前回は数値型について学びました。
今回は文字列型を見ていきます。
文字列型の使い方
文字列型はシングルクォートまたはダブルクォートで文字列をくくって表します。
message_1='hello world'
message_2="Hello world"
print(message_1)
print(message_2)
print("hello world")
どちらでくくってもよいのですが、ダブルクォートでくくる方が標準という見方もあるようです。
英文メッセージではアポストロフィーを使うことがあるので、文字列の開始・終了はダブルクォートを使っておいた方がよいかもしれませんね。たとえば次のようなエラーメッセージを表示させたいような場合です。
error_message="Error: can't open file"
print(error_message)

エスケープシーケンス
より柔軟に文字列を表示させるには、エスケープシーケンスが有効です。
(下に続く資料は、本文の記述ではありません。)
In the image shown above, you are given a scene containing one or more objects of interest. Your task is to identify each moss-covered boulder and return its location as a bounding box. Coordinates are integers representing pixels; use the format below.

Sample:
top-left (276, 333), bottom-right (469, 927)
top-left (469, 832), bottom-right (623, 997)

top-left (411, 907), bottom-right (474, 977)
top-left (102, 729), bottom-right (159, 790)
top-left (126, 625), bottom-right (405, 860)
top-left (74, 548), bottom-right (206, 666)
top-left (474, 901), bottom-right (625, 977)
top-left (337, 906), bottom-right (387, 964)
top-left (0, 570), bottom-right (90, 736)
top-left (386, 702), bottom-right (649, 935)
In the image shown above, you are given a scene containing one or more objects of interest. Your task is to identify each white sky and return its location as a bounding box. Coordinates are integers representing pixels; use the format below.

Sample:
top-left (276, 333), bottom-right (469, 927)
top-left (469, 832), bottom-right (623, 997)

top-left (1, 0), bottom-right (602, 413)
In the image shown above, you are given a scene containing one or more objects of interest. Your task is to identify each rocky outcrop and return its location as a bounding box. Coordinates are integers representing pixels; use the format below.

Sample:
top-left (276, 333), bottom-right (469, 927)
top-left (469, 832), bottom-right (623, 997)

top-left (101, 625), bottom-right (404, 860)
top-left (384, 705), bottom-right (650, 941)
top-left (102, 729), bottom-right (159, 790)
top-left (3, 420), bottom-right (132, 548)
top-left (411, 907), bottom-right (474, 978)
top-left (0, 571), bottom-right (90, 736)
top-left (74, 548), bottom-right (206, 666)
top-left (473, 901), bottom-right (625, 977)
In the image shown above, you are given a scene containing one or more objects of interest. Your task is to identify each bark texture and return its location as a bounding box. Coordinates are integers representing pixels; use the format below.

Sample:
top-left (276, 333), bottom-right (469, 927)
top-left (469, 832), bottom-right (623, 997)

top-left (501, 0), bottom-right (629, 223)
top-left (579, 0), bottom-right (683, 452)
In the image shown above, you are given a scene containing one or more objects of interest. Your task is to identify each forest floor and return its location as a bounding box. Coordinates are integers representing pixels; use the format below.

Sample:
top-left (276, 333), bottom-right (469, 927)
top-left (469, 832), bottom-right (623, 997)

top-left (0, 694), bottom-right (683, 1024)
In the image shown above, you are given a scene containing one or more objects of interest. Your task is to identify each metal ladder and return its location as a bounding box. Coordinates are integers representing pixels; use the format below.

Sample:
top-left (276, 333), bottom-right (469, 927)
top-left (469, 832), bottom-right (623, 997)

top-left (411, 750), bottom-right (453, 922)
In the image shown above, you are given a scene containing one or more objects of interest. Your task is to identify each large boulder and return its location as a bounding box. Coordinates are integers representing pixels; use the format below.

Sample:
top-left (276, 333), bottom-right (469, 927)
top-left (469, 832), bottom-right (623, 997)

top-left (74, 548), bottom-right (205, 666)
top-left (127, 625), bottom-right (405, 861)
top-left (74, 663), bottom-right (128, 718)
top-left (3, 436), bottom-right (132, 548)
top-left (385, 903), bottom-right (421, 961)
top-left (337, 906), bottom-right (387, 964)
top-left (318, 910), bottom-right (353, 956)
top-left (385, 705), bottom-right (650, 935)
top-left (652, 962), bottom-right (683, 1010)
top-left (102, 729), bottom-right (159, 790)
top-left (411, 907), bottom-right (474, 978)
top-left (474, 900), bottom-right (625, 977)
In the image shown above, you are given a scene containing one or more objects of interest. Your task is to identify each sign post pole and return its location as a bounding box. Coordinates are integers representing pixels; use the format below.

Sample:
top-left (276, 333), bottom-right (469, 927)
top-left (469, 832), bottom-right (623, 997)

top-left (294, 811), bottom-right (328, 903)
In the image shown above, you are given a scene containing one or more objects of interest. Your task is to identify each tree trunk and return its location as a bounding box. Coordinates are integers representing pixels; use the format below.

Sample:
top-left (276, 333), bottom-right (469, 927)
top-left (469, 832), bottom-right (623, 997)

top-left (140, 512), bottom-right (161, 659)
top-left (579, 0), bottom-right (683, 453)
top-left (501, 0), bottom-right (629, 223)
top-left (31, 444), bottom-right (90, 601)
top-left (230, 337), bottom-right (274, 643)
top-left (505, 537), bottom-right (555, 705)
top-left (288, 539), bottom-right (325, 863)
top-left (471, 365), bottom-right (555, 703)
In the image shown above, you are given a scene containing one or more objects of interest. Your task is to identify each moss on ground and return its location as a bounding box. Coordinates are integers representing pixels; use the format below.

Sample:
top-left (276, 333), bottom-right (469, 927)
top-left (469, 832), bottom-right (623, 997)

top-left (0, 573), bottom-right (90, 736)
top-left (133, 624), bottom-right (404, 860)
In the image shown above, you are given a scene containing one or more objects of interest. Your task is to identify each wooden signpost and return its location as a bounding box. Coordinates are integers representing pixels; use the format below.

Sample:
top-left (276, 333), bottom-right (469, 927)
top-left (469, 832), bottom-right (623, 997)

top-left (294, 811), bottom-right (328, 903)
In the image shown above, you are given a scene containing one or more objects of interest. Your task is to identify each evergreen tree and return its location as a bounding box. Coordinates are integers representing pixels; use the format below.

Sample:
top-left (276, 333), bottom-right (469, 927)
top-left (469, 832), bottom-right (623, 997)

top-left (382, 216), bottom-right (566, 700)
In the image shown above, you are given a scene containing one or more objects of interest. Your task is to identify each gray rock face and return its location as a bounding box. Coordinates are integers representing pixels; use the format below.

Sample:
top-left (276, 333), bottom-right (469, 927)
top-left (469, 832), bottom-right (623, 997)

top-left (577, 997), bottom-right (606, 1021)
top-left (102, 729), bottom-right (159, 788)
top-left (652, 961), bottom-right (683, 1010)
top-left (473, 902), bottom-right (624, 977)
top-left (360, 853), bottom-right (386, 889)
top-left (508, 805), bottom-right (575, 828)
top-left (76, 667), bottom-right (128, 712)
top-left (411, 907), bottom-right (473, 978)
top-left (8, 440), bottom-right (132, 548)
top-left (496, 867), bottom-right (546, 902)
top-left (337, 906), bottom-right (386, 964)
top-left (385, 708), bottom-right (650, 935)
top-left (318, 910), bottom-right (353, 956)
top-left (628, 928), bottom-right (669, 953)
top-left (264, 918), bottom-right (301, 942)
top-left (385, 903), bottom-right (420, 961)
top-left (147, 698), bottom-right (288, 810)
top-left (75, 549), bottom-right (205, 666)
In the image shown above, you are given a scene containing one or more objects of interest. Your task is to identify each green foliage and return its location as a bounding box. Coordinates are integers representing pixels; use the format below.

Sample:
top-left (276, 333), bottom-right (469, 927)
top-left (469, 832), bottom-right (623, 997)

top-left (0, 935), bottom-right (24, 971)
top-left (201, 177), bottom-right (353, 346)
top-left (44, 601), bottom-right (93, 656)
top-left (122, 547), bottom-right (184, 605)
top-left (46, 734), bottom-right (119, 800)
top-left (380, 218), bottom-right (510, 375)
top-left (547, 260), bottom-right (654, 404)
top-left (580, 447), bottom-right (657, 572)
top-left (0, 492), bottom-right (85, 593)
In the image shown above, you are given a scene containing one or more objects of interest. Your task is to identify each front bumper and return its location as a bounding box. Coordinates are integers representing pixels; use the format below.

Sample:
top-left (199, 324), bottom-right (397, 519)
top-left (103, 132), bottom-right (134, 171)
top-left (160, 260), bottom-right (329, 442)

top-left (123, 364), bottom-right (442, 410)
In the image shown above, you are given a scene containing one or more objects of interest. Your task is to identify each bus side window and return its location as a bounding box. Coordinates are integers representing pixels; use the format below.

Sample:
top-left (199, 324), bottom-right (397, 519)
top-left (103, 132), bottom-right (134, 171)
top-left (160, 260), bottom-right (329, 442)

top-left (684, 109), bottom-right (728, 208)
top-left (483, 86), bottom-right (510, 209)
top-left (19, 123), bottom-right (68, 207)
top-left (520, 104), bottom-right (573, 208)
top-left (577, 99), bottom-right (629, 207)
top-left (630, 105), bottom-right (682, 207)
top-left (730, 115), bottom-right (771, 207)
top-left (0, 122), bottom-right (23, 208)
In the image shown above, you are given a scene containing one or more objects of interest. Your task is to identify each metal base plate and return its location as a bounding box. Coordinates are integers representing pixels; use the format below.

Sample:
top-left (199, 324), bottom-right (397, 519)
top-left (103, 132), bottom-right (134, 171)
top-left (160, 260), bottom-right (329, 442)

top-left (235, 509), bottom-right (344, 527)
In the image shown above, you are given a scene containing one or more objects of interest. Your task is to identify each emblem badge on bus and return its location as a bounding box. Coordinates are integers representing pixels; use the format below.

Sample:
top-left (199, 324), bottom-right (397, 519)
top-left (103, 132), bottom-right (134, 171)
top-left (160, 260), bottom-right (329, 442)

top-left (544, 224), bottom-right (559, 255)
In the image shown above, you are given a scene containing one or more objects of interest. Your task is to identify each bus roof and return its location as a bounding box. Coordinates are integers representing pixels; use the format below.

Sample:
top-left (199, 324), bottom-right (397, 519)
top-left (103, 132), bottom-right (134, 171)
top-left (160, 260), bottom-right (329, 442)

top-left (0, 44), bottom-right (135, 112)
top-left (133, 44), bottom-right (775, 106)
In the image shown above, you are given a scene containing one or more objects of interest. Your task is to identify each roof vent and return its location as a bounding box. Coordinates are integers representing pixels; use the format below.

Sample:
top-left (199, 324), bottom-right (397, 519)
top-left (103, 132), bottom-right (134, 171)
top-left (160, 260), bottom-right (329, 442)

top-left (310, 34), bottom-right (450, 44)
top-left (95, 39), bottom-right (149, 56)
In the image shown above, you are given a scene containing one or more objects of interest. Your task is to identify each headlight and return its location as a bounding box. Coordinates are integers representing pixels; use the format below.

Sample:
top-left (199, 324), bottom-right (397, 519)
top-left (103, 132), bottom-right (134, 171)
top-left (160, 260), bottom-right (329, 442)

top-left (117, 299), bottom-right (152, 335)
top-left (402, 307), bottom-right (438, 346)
エスケープシーケンスとは、制御文字や特殊文字を文字列に挿入するためのタグのようなものです。
エスケープシーケンス | 意味 |
∖∖ | バックスラッシュ |
∖’ | シングルクォート |
∖” | ダブルクォート |
∖b | バックスペース |
∖f | フォームフィード(改ページ) |
∖n | 改行 |
∖r | キャリッジリターン |
∖ | 折り返し(バックスラッシュと改行文字を無視) |
∖t | 水平タブ |
∖v | 垂直タブ |
∖ooo | 8進数ooo表記の文字 |
∖xhh | 16進数表記hhの文字 |
∖uXXXX | 4桁の16進数表記によるUnicode文字 |
∖UXXXXXXXX | 8桁の16進数表記によるUnicode文字 |
∖N{name} | Unicodeの名前で指定された文字 |
フォームフィードは新しいページに移る指示を表します。キャリッジリターンではテキストカーソルをその行の先頭に戻します。タイプライターに由来しています。これらは古いプリンターやシステムで使われていたようですが、近ごろはあまり使い道がないかもしれません。
特定の文字を指定するエスケープシーケンスを詳しくみていきましょう。
∖oooの使い方-8進数表記による文字
∖oooでは8進数で文字を指定します。
print("∖101∖102∖103")
例えばこれは「ABC」を指定しています。
∖xhhの使い方-16進数表記による文字
∖xhhでは16進数で文字を指定します。数字を入れるのはhhの部分です。
print("∖x41∖x42∖x43")
例えばこれは「ABC」を指定します。

∖uXXXXの使い方-4桁の16進数によるUnicode文字
∖uXXXXは4桁の16進数でUnicodeの文字を指定します。数字を入れるのはXXXXの部分です。例えばUnicodeで3042は「あ」を表します。
print("∖u3042")
∖UXXXXXXXXの使い方-8桁の16進数によるUnicode文字
∖UXXXXXXXXは8桁の16進数でUnicodeの文字を指定します。数字を入れるのはXの部分です。先頭の大文字Uを小文字uにするとエラーになります。∖uXXXXの小文字のuも同様です。
print("∖U001F600")
実行するとスマイルの絵文字が表示されます。

∖N{name}の使い方-Unicodeの名前で指定された文字
∖N{name}ではUnicodeの名前をnameに入れて文字を指定します。例えばギリシャ文字のβを指定する場合は次のようになります。
print("∖N{GREEK SMALL LETTER BETA}")

ところでわざわざ8進数や16進数で文字を指定するというのはどのような場面でしょうか。例えば次のような状況が挙げられます。
- 非表示文字や制御文字を明示的に文字列に含めるとき
- バイナリデータを扱うとき(バイト値を正確に指定するとき)
- ファイルフォーマットやプロトコルのヘッダを統一するとき(可読性の向上)
- 絵文字やギリシャ文字など特殊文字を扱うとき
- 8進数が標準の古いシステムとの互換性を保つとき
- デバッグに利用するとき
今回は文字列型とエスケープシーケンスについて学びました。次回は特殊な文字列型を見ていきます。続く!